AB’de hala sosyal devlet var. Hala sol oluşumlar var. 2 sağ partili ABD’de göçmenlerin üzerine askeri veya polis salabilirsin ama Macron o göstericiler karşısında geri adım atar, attı da. Ki bu da, dolaylı olarak, ABD-AB çatlağının ve çatışmasının büyümesine yol açacak.
Sonuçta, Gezi de bir yere varmadı, Sarı Yelekliler de bir yere varmayacak ama belki başka şeylere dönüşecek, Taliban-IŞİD dizisi gibi).
Sonuçta isyan sürecek ama sanıldığının ve savlandığının tersine. Halklarının kümülatif bilgisi ve bilinci yok, ne yazık ki olamıyor. Bu yüzden de tamama yakın kezinde yeniliyorlar.

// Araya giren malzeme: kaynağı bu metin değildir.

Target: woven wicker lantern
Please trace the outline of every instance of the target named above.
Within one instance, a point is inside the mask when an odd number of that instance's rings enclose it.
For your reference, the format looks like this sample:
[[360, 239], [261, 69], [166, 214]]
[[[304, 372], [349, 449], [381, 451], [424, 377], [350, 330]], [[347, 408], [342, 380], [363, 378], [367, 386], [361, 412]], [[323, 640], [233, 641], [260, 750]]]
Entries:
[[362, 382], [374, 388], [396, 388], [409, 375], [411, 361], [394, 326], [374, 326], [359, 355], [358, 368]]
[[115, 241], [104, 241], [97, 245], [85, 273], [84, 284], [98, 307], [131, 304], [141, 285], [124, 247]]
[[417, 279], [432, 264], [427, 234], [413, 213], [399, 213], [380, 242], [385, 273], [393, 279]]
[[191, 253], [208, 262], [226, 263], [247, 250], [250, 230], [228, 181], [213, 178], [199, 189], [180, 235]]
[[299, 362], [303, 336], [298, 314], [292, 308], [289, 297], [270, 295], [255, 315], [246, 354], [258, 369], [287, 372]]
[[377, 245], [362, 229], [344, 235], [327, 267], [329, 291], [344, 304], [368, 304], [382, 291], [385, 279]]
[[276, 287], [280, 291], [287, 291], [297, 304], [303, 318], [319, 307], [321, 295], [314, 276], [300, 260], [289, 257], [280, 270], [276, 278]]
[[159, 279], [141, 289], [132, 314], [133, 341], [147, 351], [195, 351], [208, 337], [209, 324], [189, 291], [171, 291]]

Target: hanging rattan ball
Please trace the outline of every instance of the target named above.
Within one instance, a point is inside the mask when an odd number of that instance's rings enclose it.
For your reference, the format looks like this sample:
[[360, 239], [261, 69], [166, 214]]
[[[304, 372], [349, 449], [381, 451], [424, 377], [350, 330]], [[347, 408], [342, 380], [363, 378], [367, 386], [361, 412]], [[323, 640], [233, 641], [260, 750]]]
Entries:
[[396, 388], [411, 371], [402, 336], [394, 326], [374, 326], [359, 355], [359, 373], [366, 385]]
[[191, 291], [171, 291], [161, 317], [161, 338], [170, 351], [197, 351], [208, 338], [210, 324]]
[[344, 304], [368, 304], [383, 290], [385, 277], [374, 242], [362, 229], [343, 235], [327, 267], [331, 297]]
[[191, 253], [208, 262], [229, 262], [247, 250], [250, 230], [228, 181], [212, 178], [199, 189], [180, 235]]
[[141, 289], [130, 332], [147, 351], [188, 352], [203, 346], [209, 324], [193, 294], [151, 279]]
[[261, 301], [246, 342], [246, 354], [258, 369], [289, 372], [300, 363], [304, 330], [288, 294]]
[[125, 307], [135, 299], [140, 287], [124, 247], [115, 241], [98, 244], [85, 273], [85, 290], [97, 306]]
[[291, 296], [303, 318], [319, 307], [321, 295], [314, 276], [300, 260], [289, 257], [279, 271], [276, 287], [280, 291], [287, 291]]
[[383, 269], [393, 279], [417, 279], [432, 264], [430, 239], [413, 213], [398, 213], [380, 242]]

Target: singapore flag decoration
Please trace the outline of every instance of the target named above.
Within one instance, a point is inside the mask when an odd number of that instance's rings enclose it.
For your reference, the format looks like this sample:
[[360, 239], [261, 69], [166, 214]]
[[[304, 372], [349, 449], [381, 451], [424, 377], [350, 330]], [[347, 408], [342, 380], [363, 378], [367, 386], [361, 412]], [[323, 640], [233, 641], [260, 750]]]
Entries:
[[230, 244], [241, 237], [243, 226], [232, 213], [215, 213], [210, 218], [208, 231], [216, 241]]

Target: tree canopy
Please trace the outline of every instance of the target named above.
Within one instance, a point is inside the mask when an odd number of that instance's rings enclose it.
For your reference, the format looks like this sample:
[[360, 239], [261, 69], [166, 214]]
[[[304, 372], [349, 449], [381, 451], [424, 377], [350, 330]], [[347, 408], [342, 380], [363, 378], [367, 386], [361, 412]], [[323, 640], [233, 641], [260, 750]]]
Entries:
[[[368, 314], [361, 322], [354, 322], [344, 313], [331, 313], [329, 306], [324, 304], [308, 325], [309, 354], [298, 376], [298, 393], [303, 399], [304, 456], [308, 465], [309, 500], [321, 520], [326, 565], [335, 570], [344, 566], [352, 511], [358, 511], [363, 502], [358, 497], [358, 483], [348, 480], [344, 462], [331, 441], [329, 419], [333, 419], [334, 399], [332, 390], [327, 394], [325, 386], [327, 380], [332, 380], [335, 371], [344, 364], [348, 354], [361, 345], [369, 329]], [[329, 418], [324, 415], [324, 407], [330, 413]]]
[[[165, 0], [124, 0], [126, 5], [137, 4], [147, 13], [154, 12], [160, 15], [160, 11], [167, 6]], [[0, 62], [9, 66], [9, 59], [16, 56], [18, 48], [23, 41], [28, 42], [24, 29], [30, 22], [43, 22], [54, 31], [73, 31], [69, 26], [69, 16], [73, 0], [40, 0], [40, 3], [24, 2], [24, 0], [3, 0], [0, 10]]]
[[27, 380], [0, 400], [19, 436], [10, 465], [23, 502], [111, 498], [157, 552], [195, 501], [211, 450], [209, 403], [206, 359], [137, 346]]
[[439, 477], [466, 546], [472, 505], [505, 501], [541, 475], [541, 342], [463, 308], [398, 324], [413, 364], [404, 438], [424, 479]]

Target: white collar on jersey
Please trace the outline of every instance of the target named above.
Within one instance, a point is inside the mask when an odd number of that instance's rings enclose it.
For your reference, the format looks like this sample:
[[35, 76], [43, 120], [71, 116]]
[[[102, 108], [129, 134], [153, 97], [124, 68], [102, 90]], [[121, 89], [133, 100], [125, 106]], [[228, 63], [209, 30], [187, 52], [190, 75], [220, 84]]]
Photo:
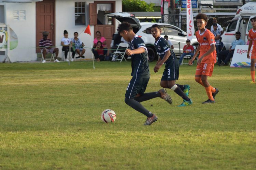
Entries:
[[207, 29], [207, 28], [205, 28], [205, 29], [204, 30], [204, 31], [203, 32], [203, 33], [202, 33], [202, 34], [201, 34], [201, 33], [200, 33], [200, 30], [199, 30], [199, 35], [202, 35], [205, 32], [205, 31], [206, 31], [206, 30]]
[[160, 36], [160, 37], [159, 37], [159, 38], [158, 38], [158, 40], [157, 40], [157, 41], [156, 41], [156, 42], [155, 42], [155, 44], [156, 45], [157, 44], [157, 43], [158, 43], [158, 41], [159, 41], [159, 40], [160, 40], [160, 38], [161, 38], [161, 36]]
[[133, 38], [132, 38], [132, 40], [131, 40], [131, 42], [132, 42], [132, 41], [133, 41], [133, 39], [134, 39], [134, 38], [135, 38], [136, 37], [138, 37], [138, 36], [138, 36], [138, 35], [135, 35], [135, 36], [134, 36], [134, 37], [133, 37]]

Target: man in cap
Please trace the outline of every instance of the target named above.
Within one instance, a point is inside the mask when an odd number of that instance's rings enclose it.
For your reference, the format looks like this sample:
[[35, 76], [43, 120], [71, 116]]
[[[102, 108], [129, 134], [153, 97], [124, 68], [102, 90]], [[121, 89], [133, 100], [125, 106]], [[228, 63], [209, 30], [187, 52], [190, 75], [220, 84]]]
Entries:
[[[212, 19], [212, 22], [213, 23], [213, 24], [217, 24], [217, 29], [220, 31], [221, 32], [221, 35], [222, 35], [222, 34], [224, 32], [224, 31], [223, 31], [223, 30], [222, 30], [222, 28], [221, 27], [221, 26], [219, 24], [218, 24], [217, 22], [218, 22], [218, 19], [216, 17], [214, 17]], [[211, 27], [211, 31], [213, 30], [213, 25]]]
[[45, 56], [46, 54], [49, 52], [52, 54], [55, 53], [54, 62], [60, 63], [60, 62], [57, 59], [58, 55], [59, 54], [59, 49], [52, 48], [53, 46], [53, 43], [50, 39], [47, 38], [48, 34], [49, 32], [47, 31], [43, 32], [43, 38], [39, 41], [39, 47], [41, 49], [41, 50], [42, 50], [43, 56], [44, 57], [44, 60], [42, 62], [44, 63], [46, 62], [45, 61]]
[[216, 47], [216, 52], [217, 54], [221, 51], [221, 40], [220, 37], [221, 36], [221, 31], [217, 29], [218, 26], [217, 23], [214, 23], [212, 25], [213, 27], [213, 30], [211, 31], [214, 35], [214, 39], [216, 44], [215, 44], [215, 47]]

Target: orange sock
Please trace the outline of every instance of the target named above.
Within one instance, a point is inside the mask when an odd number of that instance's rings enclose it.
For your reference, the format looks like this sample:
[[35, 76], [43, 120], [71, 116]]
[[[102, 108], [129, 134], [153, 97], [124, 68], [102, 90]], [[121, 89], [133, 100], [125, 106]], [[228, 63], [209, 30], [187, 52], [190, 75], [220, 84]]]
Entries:
[[200, 84], [201, 85], [204, 87], [204, 85], [203, 85], [203, 82], [201, 80], [201, 77], [195, 77], [195, 80], [198, 83]]
[[212, 91], [212, 93], [215, 93], [215, 92], [216, 91], [216, 89], [213, 87], [212, 87], [211, 86], [210, 86], [210, 87], [211, 87], [211, 90]]
[[252, 77], [252, 81], [255, 82], [255, 71], [251, 71], [251, 76]]
[[214, 100], [214, 99], [213, 99], [213, 97], [212, 97], [212, 90], [211, 86], [205, 87], [205, 90], [206, 90], [206, 93], [207, 94], [207, 96], [208, 96], [208, 98], [210, 100]]

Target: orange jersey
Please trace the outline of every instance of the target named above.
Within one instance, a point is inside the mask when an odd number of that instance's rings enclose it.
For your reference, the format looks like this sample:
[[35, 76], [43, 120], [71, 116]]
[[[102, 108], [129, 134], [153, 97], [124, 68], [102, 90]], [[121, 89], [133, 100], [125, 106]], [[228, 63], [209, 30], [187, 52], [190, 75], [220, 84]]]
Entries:
[[[253, 31], [253, 29], [252, 28], [249, 31], [248, 36], [250, 39], [253, 40], [253, 44], [256, 44], [256, 30]], [[256, 46], [254, 45], [253, 47], [253, 50], [254, 49], [256, 50]]]
[[[200, 30], [196, 32], [197, 41], [200, 45], [200, 54], [198, 58], [202, 55], [209, 51], [211, 46], [214, 46], [216, 42], [214, 40], [214, 36], [210, 30], [205, 29], [202, 34], [200, 33]], [[205, 56], [201, 62], [201, 63], [216, 63], [216, 51]]]

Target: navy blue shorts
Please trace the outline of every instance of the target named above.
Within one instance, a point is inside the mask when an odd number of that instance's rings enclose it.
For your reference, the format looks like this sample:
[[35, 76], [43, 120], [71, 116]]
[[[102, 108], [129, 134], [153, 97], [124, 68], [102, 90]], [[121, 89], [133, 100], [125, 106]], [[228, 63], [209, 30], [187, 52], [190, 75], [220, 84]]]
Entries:
[[176, 58], [168, 62], [165, 65], [165, 69], [161, 80], [171, 81], [179, 79], [179, 61]]
[[136, 78], [132, 77], [126, 89], [125, 98], [134, 99], [138, 94], [144, 93], [147, 88], [150, 78]]

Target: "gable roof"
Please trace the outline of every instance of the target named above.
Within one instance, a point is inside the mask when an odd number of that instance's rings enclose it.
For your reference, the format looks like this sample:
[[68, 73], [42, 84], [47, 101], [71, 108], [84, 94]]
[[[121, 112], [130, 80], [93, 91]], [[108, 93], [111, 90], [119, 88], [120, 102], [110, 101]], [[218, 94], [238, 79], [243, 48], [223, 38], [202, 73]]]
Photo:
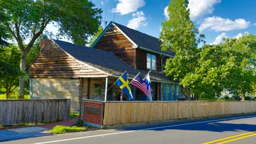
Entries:
[[156, 52], [159, 54], [167, 55], [171, 57], [175, 56], [175, 53], [173, 51], [164, 52], [161, 50], [161, 42], [156, 38], [143, 33], [138, 31], [127, 28], [121, 24], [115, 22], [110, 22], [110, 24], [103, 31], [101, 35], [97, 38], [95, 42], [92, 44], [92, 47], [94, 47], [100, 38], [104, 35], [107, 30], [112, 26], [114, 25], [134, 44], [137, 48], [143, 49], [145, 50]]
[[[134, 69], [112, 52], [58, 40], [52, 40], [52, 41], [76, 60], [104, 71], [110, 76], [119, 77], [125, 71], [129, 77], [134, 77], [139, 72], [141, 72], [142, 75], [146, 75], [147, 73], [145, 71]], [[150, 76], [153, 82], [172, 82], [171, 79], [164, 74], [151, 72]]]

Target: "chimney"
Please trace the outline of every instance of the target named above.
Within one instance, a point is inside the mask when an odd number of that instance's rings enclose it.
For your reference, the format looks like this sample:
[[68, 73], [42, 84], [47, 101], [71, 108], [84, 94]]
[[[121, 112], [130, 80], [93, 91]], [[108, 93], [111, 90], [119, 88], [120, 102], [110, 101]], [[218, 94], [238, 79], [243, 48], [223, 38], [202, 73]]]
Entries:
[[40, 43], [40, 51], [42, 50], [50, 41], [50, 40], [43, 38]]

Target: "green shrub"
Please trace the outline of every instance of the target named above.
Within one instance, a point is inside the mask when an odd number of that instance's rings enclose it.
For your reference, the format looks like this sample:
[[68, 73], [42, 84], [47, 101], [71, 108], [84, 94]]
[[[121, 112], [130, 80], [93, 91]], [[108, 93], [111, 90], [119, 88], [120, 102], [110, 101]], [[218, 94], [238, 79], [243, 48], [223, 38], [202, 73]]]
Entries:
[[75, 118], [77, 116], [79, 116], [80, 115], [80, 113], [79, 112], [70, 112], [70, 118]]
[[224, 96], [224, 99], [229, 99], [229, 96], [227, 96], [227, 95], [225, 95], [225, 96]]
[[57, 125], [50, 131], [53, 133], [65, 133], [69, 132], [76, 132], [85, 131], [87, 127], [78, 127], [78, 126], [65, 126], [61, 125]]
[[245, 97], [245, 100], [250, 100], [250, 96], [246, 96]]

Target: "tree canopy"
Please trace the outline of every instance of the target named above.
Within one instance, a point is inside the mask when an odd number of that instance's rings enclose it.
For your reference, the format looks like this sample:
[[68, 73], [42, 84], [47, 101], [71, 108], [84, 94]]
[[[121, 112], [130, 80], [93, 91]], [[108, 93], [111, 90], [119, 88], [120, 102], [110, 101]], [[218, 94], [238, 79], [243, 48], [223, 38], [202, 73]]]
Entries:
[[206, 45], [200, 52], [198, 65], [181, 84], [204, 97], [220, 96], [223, 89], [235, 99], [244, 99], [255, 90], [256, 35], [228, 38], [223, 43]]
[[[172, 50], [174, 58], [166, 61], [164, 72], [172, 75], [179, 81], [193, 72], [198, 58], [198, 43], [201, 40], [198, 30], [196, 28], [189, 18], [188, 0], [172, 0], [168, 6], [168, 16], [162, 23], [159, 39], [163, 42], [162, 50]], [[189, 88], [186, 87], [186, 96], [189, 99]]]

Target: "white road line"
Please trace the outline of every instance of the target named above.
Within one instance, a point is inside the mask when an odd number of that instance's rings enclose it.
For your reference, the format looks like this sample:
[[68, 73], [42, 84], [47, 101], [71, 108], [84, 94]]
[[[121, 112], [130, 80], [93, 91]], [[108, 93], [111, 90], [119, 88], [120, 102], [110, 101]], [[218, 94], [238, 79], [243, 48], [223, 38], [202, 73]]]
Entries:
[[53, 140], [53, 141], [46, 141], [46, 142], [37, 143], [33, 143], [33, 144], [53, 143], [61, 142], [61, 141], [68, 141], [68, 140], [79, 140], [79, 139], [83, 139], [83, 138], [95, 138], [95, 137], [102, 137], [102, 136], [106, 136], [106, 135], [128, 133], [132, 133], [132, 132], [139, 131], [155, 130], [155, 129], [160, 129], [160, 128], [171, 128], [171, 127], [182, 126], [186, 126], [186, 125], [193, 125], [193, 124], [198, 124], [198, 123], [203, 123], [216, 122], [216, 121], [228, 121], [228, 120], [233, 120], [233, 119], [250, 118], [250, 117], [255, 117], [255, 116], [256, 116], [256, 115], [250, 115], [250, 116], [239, 116], [239, 117], [227, 118], [223, 118], [223, 119], [216, 119], [216, 120], [210, 120], [210, 121], [205, 121], [193, 122], [193, 123], [182, 123], [182, 124], [166, 126], [159, 126], [159, 127], [154, 127], [154, 128], [143, 128], [143, 129], [139, 129], [139, 130], [134, 130], [134, 131], [123, 131], [123, 132], [117, 132], [117, 133], [111, 133], [102, 134], [102, 135], [91, 135], [91, 136], [84, 136], [84, 137], [78, 137], [78, 138], [67, 138], [67, 139], [63, 139], [63, 140]]

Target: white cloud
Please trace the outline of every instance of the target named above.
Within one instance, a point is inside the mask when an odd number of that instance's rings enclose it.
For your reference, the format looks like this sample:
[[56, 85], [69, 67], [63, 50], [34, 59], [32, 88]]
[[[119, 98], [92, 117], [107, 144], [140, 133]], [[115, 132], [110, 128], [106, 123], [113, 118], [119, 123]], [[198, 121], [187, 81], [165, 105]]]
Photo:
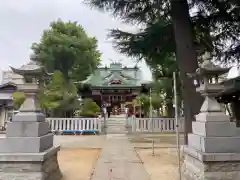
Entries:
[[[31, 44], [38, 42], [42, 31], [58, 18], [78, 21], [90, 36], [97, 37], [99, 50], [103, 53], [102, 64], [109, 64], [109, 59], [122, 59], [124, 65], [135, 64], [130, 58], [117, 53], [106, 39], [108, 29], [132, 30], [133, 27], [122, 24], [107, 13], [90, 9], [80, 0], [1, 0], [1, 67], [18, 67], [28, 61]], [[140, 66], [144, 79], [149, 80], [150, 71], [144, 63], [140, 63]]]

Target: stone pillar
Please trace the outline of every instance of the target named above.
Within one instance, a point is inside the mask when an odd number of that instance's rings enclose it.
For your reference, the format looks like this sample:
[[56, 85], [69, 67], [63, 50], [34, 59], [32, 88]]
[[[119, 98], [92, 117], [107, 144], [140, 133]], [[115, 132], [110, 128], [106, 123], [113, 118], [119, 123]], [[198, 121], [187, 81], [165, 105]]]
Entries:
[[133, 117], [126, 117], [125, 128], [129, 134], [132, 133], [132, 122], [133, 122]]
[[235, 122], [206, 97], [183, 148], [185, 180], [240, 179], [240, 133]]
[[60, 180], [53, 134], [36, 102], [35, 93], [26, 100], [8, 122], [6, 137], [0, 138], [0, 179]]

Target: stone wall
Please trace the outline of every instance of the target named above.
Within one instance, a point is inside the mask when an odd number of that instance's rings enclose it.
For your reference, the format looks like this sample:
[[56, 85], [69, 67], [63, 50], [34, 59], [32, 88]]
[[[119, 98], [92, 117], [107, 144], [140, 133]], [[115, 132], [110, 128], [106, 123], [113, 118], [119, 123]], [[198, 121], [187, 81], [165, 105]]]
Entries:
[[238, 180], [240, 161], [201, 162], [185, 154], [184, 180]]
[[0, 161], [0, 180], [60, 180], [57, 153], [44, 161]]

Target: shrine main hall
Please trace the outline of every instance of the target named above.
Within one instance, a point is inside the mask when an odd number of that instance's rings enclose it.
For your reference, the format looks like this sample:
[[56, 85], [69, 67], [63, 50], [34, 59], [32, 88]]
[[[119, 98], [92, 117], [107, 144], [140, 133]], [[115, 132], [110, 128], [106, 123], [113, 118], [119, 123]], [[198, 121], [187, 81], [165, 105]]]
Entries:
[[139, 67], [126, 67], [121, 63], [111, 63], [109, 67], [99, 67], [85, 81], [81, 82], [79, 94], [93, 99], [99, 106], [107, 104], [111, 108], [123, 110], [125, 102], [131, 102], [141, 93], [148, 93], [149, 82], [143, 81]]

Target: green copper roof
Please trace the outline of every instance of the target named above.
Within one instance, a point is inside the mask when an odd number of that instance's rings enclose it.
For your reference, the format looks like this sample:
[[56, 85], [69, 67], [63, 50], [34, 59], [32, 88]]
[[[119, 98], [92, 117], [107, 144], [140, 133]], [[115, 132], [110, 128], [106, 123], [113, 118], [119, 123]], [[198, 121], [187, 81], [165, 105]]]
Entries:
[[[115, 81], [120, 81], [120, 84], [113, 84]], [[109, 68], [96, 69], [82, 83], [97, 87], [134, 87], [141, 86], [143, 81], [139, 68], [127, 68], [120, 63], [112, 63]]]

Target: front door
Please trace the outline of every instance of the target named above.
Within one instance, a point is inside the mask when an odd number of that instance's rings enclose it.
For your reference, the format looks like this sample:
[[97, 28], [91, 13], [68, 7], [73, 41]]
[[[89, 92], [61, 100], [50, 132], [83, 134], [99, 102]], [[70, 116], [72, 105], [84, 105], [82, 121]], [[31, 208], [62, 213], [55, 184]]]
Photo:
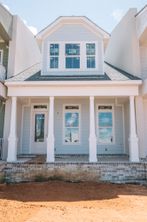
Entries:
[[47, 112], [34, 111], [32, 117], [31, 153], [45, 154], [47, 136]]

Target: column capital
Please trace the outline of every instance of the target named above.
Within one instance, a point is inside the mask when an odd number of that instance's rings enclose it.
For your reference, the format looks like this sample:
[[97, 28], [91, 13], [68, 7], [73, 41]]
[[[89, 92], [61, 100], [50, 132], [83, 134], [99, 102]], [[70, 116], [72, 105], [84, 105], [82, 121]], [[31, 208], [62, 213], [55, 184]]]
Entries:
[[94, 100], [94, 96], [90, 96], [89, 99], [90, 99], [90, 100]]
[[50, 99], [50, 101], [51, 100], [53, 101], [54, 100], [54, 96], [50, 96], [49, 99]]

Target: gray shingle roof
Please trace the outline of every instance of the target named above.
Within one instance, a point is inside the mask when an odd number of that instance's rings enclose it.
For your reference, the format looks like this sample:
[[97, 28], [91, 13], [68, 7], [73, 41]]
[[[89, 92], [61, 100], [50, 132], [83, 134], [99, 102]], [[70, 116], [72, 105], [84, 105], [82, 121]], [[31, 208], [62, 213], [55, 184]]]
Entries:
[[24, 70], [18, 75], [7, 79], [7, 82], [23, 82], [23, 81], [128, 81], [140, 80], [140, 78], [133, 76], [117, 67], [105, 62], [104, 74], [96, 74], [94, 72], [79, 72], [74, 74], [67, 72], [59, 72], [58, 74], [51, 73], [50, 75], [41, 75], [41, 65], [39, 63]]
[[95, 80], [110, 80], [110, 78], [104, 75], [41, 75], [41, 72], [37, 72], [25, 81], [95, 81]]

İronik olarak, tarihte tam yenilgi, yarı yenilgi yarı zaferden daha çok öğreticidir.
Gezi’den, insanın üzerinde oturduğu sandalyeyi yerinden kaldıramayacağını, Sarı Yelekliler’den ise en alt sınıfların da altsınıflardan oluştuğunu öğrendik (isyanlara belli proleterya kesimleri katılmadı) ki bu ayrı ve başlı başına bir metin konusu.
Bir de, yıkımı oyun sanan ezeli-ebedi ergenlerin bolluğunu gördük. Görüyoruz ve göreceğiz.